かの有名な「我思うゆえに我あり」というやつです。
今回の動画のタイトルにもあるように生活習慣、つまり人の行動やその背景にある真理を一口で語ることなど不可能なのです。
人間は合理的な生き物ではありません。
なぜ、だめだとわかっていて夜中にお菓子を食べるのですか?
なぜ、だめだとわかっていて不倫をするのですか?
なぜ、だめだとわかっていていつまでもSNSをダラダラと見てしまうのですか?
超完璧合理人間などこの世にはおそらくいないでしょう。
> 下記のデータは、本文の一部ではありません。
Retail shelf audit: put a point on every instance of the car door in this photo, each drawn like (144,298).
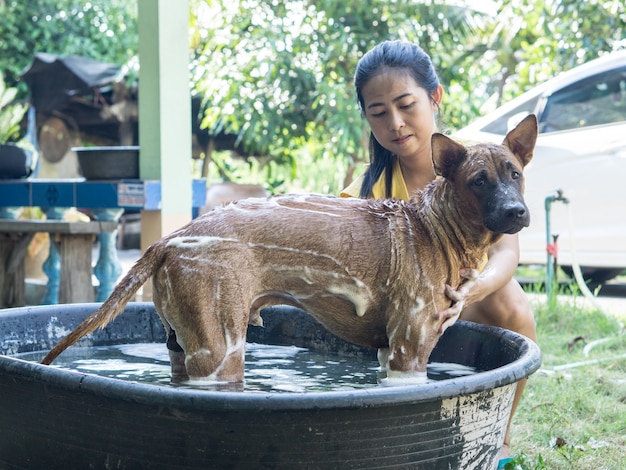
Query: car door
(581,150)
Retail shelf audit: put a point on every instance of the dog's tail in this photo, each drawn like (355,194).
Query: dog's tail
(145,267)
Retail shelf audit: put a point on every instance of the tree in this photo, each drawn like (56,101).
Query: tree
(279,75)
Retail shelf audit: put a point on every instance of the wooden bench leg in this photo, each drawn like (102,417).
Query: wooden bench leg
(12,251)
(76,271)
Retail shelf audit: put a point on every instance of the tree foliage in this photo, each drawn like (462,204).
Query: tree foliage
(278,74)
(103,30)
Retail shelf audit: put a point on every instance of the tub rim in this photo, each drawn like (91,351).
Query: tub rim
(528,361)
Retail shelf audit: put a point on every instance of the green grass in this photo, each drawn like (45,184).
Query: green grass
(574,417)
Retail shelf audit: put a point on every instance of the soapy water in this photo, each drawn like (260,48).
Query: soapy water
(267,367)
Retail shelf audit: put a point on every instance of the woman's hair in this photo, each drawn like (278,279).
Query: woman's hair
(396,55)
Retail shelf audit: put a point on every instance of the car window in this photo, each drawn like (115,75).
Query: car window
(501,125)
(596,100)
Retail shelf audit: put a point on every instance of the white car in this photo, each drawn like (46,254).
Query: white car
(581,151)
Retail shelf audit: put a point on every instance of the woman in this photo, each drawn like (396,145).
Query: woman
(399,94)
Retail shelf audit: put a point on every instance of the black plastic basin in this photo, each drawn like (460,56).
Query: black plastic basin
(54,418)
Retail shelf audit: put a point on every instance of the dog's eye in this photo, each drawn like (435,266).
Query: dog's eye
(479,181)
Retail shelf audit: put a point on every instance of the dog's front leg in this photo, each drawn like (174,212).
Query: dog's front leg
(458,297)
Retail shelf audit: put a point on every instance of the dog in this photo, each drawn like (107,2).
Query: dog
(373,272)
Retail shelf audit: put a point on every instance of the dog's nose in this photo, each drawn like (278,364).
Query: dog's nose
(515,211)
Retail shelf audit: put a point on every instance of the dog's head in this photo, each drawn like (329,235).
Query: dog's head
(492,174)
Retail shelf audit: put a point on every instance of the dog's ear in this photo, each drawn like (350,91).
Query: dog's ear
(521,140)
(447,155)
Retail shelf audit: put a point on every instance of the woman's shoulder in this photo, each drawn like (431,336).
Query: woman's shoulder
(353,189)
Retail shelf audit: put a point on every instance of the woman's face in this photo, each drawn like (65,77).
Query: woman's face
(400,113)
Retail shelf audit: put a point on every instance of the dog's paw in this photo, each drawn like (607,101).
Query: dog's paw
(397,378)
私もあなたもそうです。
医療従事者はクソ真面目な方が多いので、目の前の患者さんに対して「なんとかしてあげたい」と思うことが多いのですが、
そのクソ真面目さがうまくいっていない原因かもしれません。
これまでうまくいった事例は「普通の人以上の意欲のあった人」であったことがほとんどです。
もっと人間の行動・真理の奥深さを学ぶ必要性があります。
生活習慣・行動変容、患者指導・教育はめちゃくちゃ奥が深い話なのです。
というわけでYouTube「リハビリ・ラボ」では行動変容シリーズをアップしています。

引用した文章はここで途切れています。